2011 - Cooperative Institute for Research in Environmental Sciences ...

David Noone
A Modern Approach to Past Climate: Isotope
Meteorology in Greenland
The stable isotopic records
from the Greenland
Ice Sheet are the gold standard
for understanding
climate variations in the
Arctic over the last 100,000
years. While the basic tenets
that underlie interpretation
of isotopic information
appear robust in a
mean sense, meterological
and glaciological processes
can confound simple
interpretations. Processes
of concern are variations
in moisture sources, cloud
processes, surface ablation,
blowing snow and vapor
diffusion in the firn. Layering
of snow at the surface
of the ice sheet (Figure 1) is easily seen in shallow snow pits,
and water vapor transport is known to redistribute the isotopic
signal via diffusion and wind pumping. How the isotopic
signal is changed before the layers are compacted into solid
ice (at about 100 m depth) remains unclear. New laser spectrometers
can measure the isotopic composition of vapor and
thereby provide the key tool to obtain direct evidence for the
processes previously unobservable.
At Summit Camp in Greenland, precipitation spectrometers
to measure the amount, size distribution and approximate
habit of falling and blowing snow, along with turbulence
sensors to measure snow lofting and surface latent heat
flux (ablation and frost), have been installed on a 50-m tower.
Short high-resolution firn cores allow us to reconcile our detailed
measurements and modeling of the source variations,
cloud processes and post-depositional influences with the
glaciological records. The transport of water from the atmosphere
to the surface is associated with snowfall, frosting and
the deposition of fog cloud particles. The rate of deposition
of fog depends on the size of the particles. Figure 3 shows
an example of a fog event in which the early morning fog
droplets form from condensation in the ambient vapor, and
grow to a size of about 30 μm. As ambient temperature rises
at about 6 a.m. local time, the fog dissipates. Once this information
is combined with the isotopic information, a new
understanding of the interplay between low-level vapor, fog
and the isotopic composition of the firn will emerge.
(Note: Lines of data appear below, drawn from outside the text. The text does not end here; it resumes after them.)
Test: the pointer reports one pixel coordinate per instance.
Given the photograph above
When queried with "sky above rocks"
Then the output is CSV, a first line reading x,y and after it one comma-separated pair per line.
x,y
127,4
The isotope measurements at Summit are part of an
emerging global observatory to measure water vapor isotopic
composition that has been established by our group with
international partners (Figure 2). The intent of the network
is to provide information about the changing behavior of the
global water cycle in response to climate change. Figure 3: Fog cloud particle size distribution showing the formation
of fog at local midnight on June 27, 2011. Small particles grew from
around 5 μm to a maximum size of about 30 μm at 7 a.m. local time.
42 CIRES Annual Report 2011
Figure 1: David Noone studies the layers of snow at Summit Camp in
Greenland. Layers with different density form due to wind events, and
sublimation and frosting are easily found in the top 1 meter of snow in
Greenland.
Figure 2: Locations of water vapor isotope monitoring stations: Darwin,
Australia; Mauna Lao, Hawaii; Niwot Ridge, Boulder, Colo.; Summit Station,
Greenland; Reykjavik, Iceland; Eureka, Canada; and Barrow, Alaska.